Saturday, January 2, 2010

Wrapping up a devastating decade!



What pains me most when I look back on the decade that was, is the changing nature of global terrorism. No other decade perhaps has been so fraught with paradoxes: on the one hand, the world was condensed into a small global village, thanks to the revolution in information technology; on the other hand, distances between communities, residing side by side, increased beyond measurement. While multiculturalism officially entered the state parlance, mad rush at ethnic cleansing reached a hitherto unforeseen level. In India, nobody seemed to have learned any lesson from the Babri Masjid demolition riots! The Godhra riots in Gujarat, the Malegaon blasts, the unprecedented rise of Hindutva, violence against religious minorities − all of these introduced the most dehumanizing chapters in the history of humanity. The 26/11 Taj Hotel massacre in Mumbai brought the drama of man slaughter to a climax, which, as things are, would never see a denouement. The decade closed under the dark clouds of the Telengana demand for a state separate from Andhra Pradesh, once again throwing into dismal relief the drama of fragmentation of the country that began after the independence and is still going strong. On the other hand, the demand for a Gorkhaland, separate from West Bengal, had been making headlines for quite a few months now! And to top it all, there was the unspeakably inhuman Nandigram debacle that marked a turn to the barbaric age. Amidst this entire hullabaloo for a separate state, religious purity, communal violence, emerged the Maoist rebellion, giving sleepless nights to the government. May be one good thing was the state recognition of same-sex desire as natural. But what was ridiculously ironic was the whole tragicomic drama that was played out by the media in the ‘highly saleable’ hype of legalizing (!) something that was always already natural.

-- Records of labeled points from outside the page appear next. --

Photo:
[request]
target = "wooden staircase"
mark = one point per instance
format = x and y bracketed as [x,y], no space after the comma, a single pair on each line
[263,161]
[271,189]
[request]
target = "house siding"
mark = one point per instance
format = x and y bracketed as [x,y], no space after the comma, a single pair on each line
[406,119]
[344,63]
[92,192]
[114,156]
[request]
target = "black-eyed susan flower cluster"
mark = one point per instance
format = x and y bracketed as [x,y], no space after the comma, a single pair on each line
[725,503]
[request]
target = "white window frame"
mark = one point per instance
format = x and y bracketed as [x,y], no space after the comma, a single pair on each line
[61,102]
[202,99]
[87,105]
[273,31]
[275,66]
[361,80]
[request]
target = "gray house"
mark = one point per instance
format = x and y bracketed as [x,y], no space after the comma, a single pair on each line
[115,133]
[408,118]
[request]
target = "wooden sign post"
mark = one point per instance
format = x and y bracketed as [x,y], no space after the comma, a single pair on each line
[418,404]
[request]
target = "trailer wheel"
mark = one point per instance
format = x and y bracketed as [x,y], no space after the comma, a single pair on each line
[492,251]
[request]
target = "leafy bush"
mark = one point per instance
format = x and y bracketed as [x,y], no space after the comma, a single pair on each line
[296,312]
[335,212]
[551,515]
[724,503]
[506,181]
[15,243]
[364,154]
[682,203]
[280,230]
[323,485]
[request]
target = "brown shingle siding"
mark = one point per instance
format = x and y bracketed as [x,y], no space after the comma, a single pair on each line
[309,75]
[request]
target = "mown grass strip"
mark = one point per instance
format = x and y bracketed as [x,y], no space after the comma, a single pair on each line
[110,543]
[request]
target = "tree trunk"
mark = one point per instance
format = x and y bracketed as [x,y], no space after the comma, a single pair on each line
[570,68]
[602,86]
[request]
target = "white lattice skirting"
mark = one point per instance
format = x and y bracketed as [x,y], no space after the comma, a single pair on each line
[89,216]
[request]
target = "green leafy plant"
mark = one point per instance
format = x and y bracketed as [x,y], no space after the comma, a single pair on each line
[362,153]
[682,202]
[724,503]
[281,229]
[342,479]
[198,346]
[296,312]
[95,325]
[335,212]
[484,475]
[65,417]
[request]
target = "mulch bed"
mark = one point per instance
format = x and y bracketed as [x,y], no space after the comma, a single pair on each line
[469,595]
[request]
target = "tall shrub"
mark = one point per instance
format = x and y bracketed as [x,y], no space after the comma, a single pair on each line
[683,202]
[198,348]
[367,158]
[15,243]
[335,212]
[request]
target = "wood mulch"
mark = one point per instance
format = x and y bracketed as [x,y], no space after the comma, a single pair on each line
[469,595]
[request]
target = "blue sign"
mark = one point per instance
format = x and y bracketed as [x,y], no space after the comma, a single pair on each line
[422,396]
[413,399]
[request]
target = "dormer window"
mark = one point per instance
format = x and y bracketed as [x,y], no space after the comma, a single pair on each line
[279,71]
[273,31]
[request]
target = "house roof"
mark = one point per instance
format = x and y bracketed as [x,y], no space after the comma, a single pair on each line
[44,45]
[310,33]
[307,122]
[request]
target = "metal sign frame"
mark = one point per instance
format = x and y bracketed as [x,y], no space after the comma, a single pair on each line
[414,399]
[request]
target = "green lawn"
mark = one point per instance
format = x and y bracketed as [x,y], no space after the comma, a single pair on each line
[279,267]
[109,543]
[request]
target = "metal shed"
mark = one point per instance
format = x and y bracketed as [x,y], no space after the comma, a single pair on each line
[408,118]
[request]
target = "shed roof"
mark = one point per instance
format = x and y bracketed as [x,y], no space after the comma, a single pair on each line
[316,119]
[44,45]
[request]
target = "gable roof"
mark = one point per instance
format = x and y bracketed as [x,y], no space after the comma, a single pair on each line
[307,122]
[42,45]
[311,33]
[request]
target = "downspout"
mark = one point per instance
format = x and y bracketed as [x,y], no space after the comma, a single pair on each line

While we were happy that we have finally arrived with high-end technologies entering the middle class home, none of was really bothered about the increasing gap between the rich and the poor. All seemed hunky-dory, for the media represented it as such. No one really cared what happened in the remotest areas, miles away from the globalizing urban centres. The new Indian middle class were blissfully unaware of the world beyond McDonald’s, KFC, Shopping Malls, Coke and Pepsi. It took a Slumdog Millionaire to uncover the murky reality that co-existed with the glam and glitz of the country’s economic capital. And in remote villages of Uttar Pradesh, West Bengal, Andhra Pradesh, etc., people still starved to death. The impact of global warming was felt the hard way: in lots of villages the ground water level decreased considerably, super-cyclones hit eastern India time and again taking innumerable lives, and above all a remarkable change in the climate was felt across the country. And not to forget the colossal tsunamis that hit South Asia, almost giving signals of an apocalypse. The great Copenhagen Summit on environmental issues that closed the decade did not really predict a very bright future. However, we hope to live on! All we need are love, patience and a bit of selflessness. May the new decade ring out all that was depressing and ring in life, in true sense of the term!